Les dirigeants d'Israël semblent chercher la sécurité, par la destruction des adversaires d'Israël à n'importe quel prix, plutôt que par la paix. Le coût pour les populations civiles est inouï et je suis convaincu que cela ne sera pas une sécurité durable. Le danger se propage. L'humiliation et l'injustice peuvent nourrir la violence aveugle partout sur la planète.
Certains veulent une guerre de religion ou de civilisation. Mais les meurtriers et les morts sont du même sang, partout sur la terre.
Pourtant nous grandissons ensemble quand nous faisons preuve d’empathie. Nous pourrions nous inquiéter ensemble de la situation des otages, penser aux familles impliquées et à celles déplacées, nous pourrions pleurer ensemble les victimes civiles, nous pourrions nous enquérir de la situation des amis de Grenoble, comme lorsqu’Anas et Munther, du camp d'Aïda à Bethléem, ont été en détention administrative pendant des mois, nous pourrions nous réunir autour des libanais de Grenoble, qui ont perdu des membres de leur famille et vu frappé leurs villages natals.

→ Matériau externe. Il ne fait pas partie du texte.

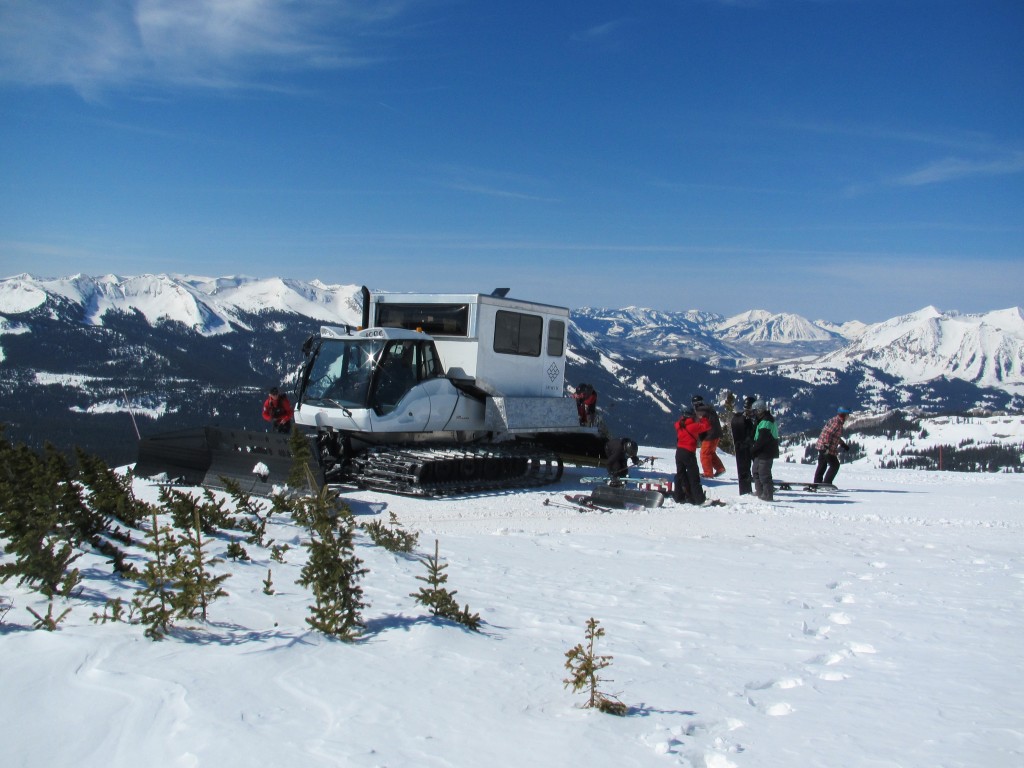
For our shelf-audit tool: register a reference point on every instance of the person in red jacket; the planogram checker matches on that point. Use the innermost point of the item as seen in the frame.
(687, 488)
(586, 397)
(278, 411)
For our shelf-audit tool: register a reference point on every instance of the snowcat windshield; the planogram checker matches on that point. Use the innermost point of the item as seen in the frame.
(342, 373)
(360, 373)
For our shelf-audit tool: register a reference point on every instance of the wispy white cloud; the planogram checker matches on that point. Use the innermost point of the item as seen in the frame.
(101, 44)
(602, 33)
(951, 169)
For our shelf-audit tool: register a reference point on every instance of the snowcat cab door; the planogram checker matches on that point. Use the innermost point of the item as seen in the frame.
(401, 365)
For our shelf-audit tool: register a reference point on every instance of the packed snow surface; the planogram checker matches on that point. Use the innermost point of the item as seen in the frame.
(879, 627)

Bref, nous pourrions entretenir notre humanité commune, nourrir la paix et la concorde, ici au moins, c’est là que nous vivons.
Vous ne pouvez pas exiger de moi le silence face à ce drame, ni que je tienne une comptabilité morbide assurant l’égalité du nombre de mes communications envers les uns et les autres.
De même que la lutte contre l’antisémitisme ne réduit en rien ma détermination à lutter contre le racisme anti-musulmans et assimilés qui connaît une nouvelle montée après celle qui a fait suite aux attentats de 2015.
Israël a le droit d'exister, pas de coloniser. Le peuple palestinien a droit à l'autodétermination, pas celui de détruire Israël.
La réconciliation est toujours possible. Une grande partie des palestinien-nes et des israélien-nes n'est pas mue par la haine mais par la peur, et n'attend que de voir renaître l'espoir. À notre humble place, dans un territoire en paix, nous devrions prendre soin du dialogue.